3. Replace the GET with a POST

Swap requests.get(f"https://r.jina.ai/{url}") for requests.post(".../v1/scrape", json={...}). The target URL moves from the path into the JSON body's url field.

4. Request markdown and read the JSON field

Pass formats: ["markdown"] in the body, then read result.markdown from the JSON response. fastCRW uses htmd (a Rust Turndown port) — the output is semantically equivalent for LLM pipelines but test formatting on your pages.

5. Set a renderer for JS-heavy pages

For any pages Jina Reader returned empty because they are SPAs, set renderer to lightpanda or chrome. The default auto already escalates when it detects a framework-heavy or empty page.

Anywhere you previously looped r.jina.ai over a list of URLs, switch to /v1/crawl. For URL discovery use /v1/map; for web search use /v1/search. These collapse multi-call workarounds into one request.

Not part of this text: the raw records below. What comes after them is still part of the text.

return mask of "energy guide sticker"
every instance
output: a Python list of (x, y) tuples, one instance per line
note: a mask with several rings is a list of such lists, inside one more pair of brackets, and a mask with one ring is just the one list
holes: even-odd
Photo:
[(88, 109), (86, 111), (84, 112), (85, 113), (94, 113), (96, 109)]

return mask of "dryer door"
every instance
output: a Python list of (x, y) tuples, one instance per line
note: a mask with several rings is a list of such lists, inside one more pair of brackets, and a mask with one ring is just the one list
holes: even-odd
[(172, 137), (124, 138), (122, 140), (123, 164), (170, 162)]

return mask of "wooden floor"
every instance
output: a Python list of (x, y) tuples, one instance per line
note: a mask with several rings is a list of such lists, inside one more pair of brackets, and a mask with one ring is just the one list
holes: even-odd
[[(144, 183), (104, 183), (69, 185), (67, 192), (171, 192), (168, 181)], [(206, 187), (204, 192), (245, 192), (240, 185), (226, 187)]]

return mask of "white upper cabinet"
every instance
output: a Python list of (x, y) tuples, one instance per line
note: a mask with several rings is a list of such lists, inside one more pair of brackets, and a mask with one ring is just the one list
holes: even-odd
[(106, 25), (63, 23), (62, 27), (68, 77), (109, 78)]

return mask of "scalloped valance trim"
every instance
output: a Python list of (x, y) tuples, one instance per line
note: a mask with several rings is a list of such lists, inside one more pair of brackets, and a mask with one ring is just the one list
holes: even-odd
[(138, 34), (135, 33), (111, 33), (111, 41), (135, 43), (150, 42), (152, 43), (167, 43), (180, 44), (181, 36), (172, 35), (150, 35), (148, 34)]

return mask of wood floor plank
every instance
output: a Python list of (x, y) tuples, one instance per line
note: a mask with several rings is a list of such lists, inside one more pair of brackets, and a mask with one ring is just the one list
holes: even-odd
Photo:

7. Verify in the playground, then cut over

Test your target URLs in the playground, confirm the markdown matches what your pipeline expects, then flip production traffic.

What does not carry over

  • API shape differs. This is a code change, not a base-URL swap — GET becomes POST, path becomes JSON body, response.text becomes result.markdown.
  • No screenshot output. formats: ["screenshot"] returns HTTP 422.
  • No /v1/batch/scrape. For many URLs, iterate /v1/scrape concurrently or use /v1/crawl.
  • Stateless. No persistent browser sessions.
  • LLM extraction is OpenAI + Anthropic only.
  • fastCRW is heavier than Jina Reader's endpoint. You gain depth at the cost of Jina Reader's one-line simplicity — a deliberate trade.

Performance and pricing context

fastCRW's markdown comes from a real benchmark base: on Firecrawl's public scrape-content-dataset-v1 (1,000 URLs, 819 labeled; diagnose_3way.py, 2026-05-08) fastCRW reached 63.74% truth-recall of 819 labeled URLs with a p50 of 1914 ms across 3,000 requests and 0 errors. The honest tail is a p90 of 14157 ms — the disclosed cost of a chrome-stealth fallback that recovers hard URLs. Read the methodology before quoting.

On price, fastCRW is credit-based: scrape 1 credit (chrome 2), crawl 1/page, search 1/query, extract 5. The Free tier ships 500 one-time lifetime credits that never reset; Hobby is $13/mo launch (3k credits) and Standard $69/mo (100k). The AGPL-3.0 self-host build is $0 in license terms. Launch pricing ends 2026-06-01. For Jina Reader's current rates, check jina.ai.